Fascinating, Behind-the-Scenes Intrigue Revealed!5
Absolutely fabulous! Only the incomparable Rothbard could tell this compelling story in its full richness and detail.

Here the hidden history of money and banking in America unfolds as the internecine, behind-the-scenes warfare between elite financial interests such as the House of Morgan and the Rockefellers, the electoral struggle between the Hamiltonian Federalists and the Jeffersonian Republicans, and the duel-to-the-death Bank War of Nicholas Biddle and Andrew Jackson.

Discover the intriguing facts of how post-Civil War ethnoreligious political conflict between postmillennial pietist Protestant Republicans versus liturgical libertarian Democrats translated into deeply-felt attitudes toward inflation, sound money, and the Gold Standard.

Explore the arcane and clandestine origins of the powerful Federal Reserve, a secretive institution still clouded in mystery and myth.

This magnificent volume of unpublished and previously published writings by the late Murray N. Rothbard deserves to be on the shelf of every careful scholar of political economy, and of everyone who enjoys the discovery of unseasonable and unsettling truths concerning the government elites who attempt to run our lives, debase our money, and squander our children's futures.

Outstanding Historical Economics Text!!!5
Murray Rothbard delivers an absolute winner of a text written in the same easily readable style of "What Has Government Done To Our Money & The Case For a 100% Gold Dollar".

He has covered this lengthy timeline from the perspective of who the main players were, what their motives were, and what were the results of their actions. So what this book is NOT is a dry empirical statistical history...phew!!!

What you do get is a terrific understanding of the power struggle running through the timeline between the Houses of Morgan and Rockefeller, with of course the supporting cast of the Harrimans, Kuhn Loeb, Guggenheims and the Mellons, as it centred on their quest for banking domination, via the struggle between the sound money gold standard protaganists and the monetarist inflationary camp! Rothbard weaves in the political situation throughout so that you are able to develop a rounded picture of the political scene based on the power broking of these financial elite too. Outstanding!!
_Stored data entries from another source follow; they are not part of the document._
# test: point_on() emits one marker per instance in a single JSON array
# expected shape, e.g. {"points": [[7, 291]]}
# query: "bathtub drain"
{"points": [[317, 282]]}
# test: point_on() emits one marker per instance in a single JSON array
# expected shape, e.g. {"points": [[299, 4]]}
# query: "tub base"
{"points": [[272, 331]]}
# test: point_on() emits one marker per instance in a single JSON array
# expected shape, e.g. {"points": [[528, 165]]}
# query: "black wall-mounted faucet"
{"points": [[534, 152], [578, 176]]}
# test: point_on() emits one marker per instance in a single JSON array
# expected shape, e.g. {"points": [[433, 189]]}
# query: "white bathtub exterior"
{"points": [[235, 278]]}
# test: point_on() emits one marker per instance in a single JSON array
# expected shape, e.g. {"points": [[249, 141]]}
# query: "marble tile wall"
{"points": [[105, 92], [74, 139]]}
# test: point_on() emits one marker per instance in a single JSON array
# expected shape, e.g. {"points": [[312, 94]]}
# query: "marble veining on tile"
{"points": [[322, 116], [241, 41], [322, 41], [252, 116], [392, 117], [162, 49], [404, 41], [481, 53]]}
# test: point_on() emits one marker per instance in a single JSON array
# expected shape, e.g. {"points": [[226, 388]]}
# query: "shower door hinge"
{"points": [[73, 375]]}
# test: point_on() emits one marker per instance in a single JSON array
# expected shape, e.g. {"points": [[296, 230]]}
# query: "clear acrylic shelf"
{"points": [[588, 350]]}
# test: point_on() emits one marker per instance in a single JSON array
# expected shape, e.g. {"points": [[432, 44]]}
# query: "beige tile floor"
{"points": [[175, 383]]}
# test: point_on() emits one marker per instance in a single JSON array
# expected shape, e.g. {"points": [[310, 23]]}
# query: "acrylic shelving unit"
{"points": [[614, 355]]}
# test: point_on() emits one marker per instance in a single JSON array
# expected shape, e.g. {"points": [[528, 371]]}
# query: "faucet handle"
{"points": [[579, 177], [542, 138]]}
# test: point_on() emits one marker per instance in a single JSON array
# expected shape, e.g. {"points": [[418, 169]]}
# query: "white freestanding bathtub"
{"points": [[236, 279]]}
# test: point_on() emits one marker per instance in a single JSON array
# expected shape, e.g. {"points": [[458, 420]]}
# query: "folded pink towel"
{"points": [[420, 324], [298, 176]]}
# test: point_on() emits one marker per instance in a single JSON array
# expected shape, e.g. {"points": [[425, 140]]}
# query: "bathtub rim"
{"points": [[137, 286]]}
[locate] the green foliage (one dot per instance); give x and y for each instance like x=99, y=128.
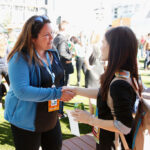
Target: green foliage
x=6, y=142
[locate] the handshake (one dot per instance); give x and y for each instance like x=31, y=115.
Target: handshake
x=68, y=93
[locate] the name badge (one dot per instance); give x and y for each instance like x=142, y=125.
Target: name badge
x=53, y=105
This history of the power struggles and the oscillations between sound money and inflationary monetarism will also take you through the genesis of the new Republic, the origins of the Federal Reserve, the New deal, and the Gold Exchange Standard.

It's fascinating stuff, superbly written, with excellent, detailed bottom-of-page footnoting and an extensive index.

My guess is this will be remembered as the seminal text on this subject in the decades to come!

If you haven't already read "What Has Government Done To Our Money & The Case For a 100% Gold Dollar", then you will want to as this text will also leave you wanting to further explore sound money and the Gold Standard. If you then really want to get to the heart of Rothbard, then I wholeheartedly recommend you read his awesome treatise "Man, Economy and State with Power and Market(Scholars Edition)".

You most definitely will not regret it!!!

Best Read on History of Banking5
Murray was a free market, gold-backed money economist who makes persuasive arguments for his position. This system would, in a perfect world, be a good means of trade and would probably keep extremes of wealth in check. The logistics of changing to this system seem overwhelming. Nonetheless if one wants to know how the USA's banking system evolved this is a definitive read.